そして液晶右下のゲーム数が850Gを超えた。あと160Gくらいで第2天井。
俺は口の中の水分が緊張感ゆえにゼロになっていることに気づいた。空になっているカフェオレの缶に口をつけ、天を仰いで3滴ほどのオレで口内を潤す。

認めよう。俺は緊張している。そして恐怖している。あの、名を口にすることすらできない、思い描けないはずの。認識しえないはずの。消却された存在が、実体化してしまうことを。第2天井まで160G――最後のアレから2240Gという長く苦しい道程を一瞬にして無にされるなんて許されない。
今一瞬、「アレ」とか言って、存在しないハズの概念を思い浮かべたけど具体的な名称は出してないからセーフだし、こーゆーこと考えること自体がヤバい。別のことを考えねば、と瞬時に俺はラッキィ池田のことを思い浮かべた。彼の頭上のゾウのじょうろに全意識を集中させようとしたが、象って動物は地上の生物の中ではとてもビッ…ってなったので脳内のラッキィをぶっ飛ばした。
液晶右下の数字がよくない。
この数字が視界に入ると、悟り直前の俺でも煩悩が芽生えてしまう。悪魔めっ、去れっ。とばかりに俺は液晶左側にある十時キーとその他ボタンを押し、液晶のメニュー画面でピコピコとカーソルを動かした。
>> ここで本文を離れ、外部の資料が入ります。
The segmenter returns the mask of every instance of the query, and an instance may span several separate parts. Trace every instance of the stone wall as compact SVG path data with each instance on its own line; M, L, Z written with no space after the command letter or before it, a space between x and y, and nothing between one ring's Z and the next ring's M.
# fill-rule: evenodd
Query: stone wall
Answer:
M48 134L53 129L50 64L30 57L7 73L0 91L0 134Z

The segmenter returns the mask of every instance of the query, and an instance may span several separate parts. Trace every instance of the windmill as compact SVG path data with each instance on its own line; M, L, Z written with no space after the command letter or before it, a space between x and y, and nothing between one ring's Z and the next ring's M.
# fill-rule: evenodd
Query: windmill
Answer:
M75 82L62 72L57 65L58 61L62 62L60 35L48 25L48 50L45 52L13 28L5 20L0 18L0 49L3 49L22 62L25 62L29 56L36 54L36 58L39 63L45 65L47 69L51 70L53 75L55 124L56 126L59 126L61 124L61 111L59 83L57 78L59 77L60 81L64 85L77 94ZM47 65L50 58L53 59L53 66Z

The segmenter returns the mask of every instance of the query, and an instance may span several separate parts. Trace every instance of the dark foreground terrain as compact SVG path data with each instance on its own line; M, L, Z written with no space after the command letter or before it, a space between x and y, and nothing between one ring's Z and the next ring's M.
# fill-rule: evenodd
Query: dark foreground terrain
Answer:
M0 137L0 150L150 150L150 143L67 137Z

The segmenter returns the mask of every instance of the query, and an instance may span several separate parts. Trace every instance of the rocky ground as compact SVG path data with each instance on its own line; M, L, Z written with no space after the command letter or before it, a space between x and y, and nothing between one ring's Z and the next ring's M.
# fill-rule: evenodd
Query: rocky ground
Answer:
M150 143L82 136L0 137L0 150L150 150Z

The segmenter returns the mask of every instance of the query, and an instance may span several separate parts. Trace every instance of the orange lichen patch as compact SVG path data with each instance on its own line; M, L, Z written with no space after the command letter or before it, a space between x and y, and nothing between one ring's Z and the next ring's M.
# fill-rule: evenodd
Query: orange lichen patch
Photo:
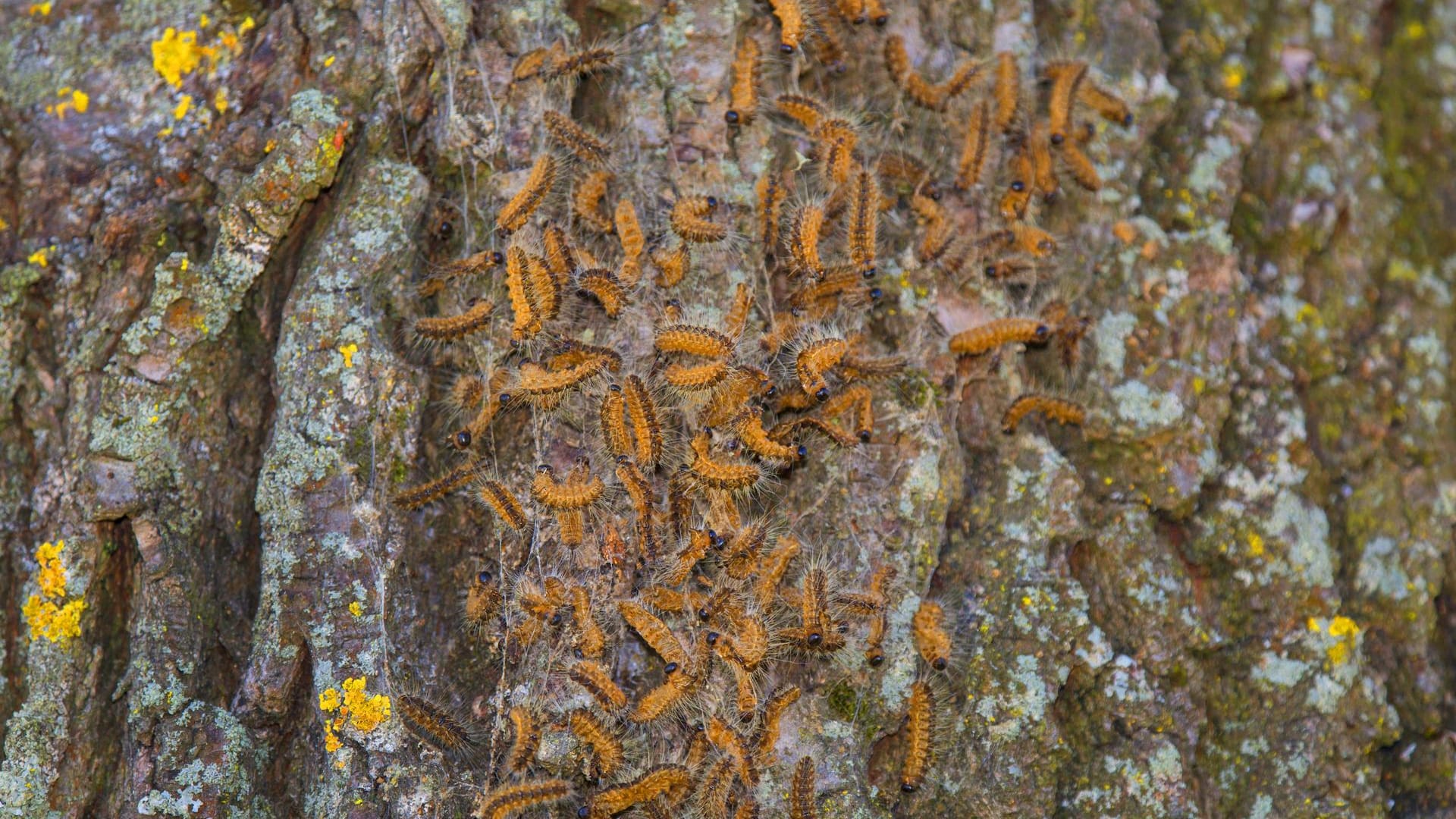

そして、モード切り替えってのがあったことに気づき、サンダーVモードという初代サンダーVの演出モードを選択した。こうすれば液晶上にゲーム数は表示されない。無重力空間に漂う銀色のニートも、もう見ることはない。これで準備は万全である。
今、どこにいるかわからないです俺。えっ、天井が近いんスか? みたいな無垢な魂で台と向き合えば大丈夫。アレは引かない。
サンドに1000円を入れる。出てきたメダルをなるべく音を立てずに下皿に移す。どうして音を立てないようにしているのかと疑問を持つ者はハンターに向いていない。獲物を狙う時に音を殺すのは基本中の基本である。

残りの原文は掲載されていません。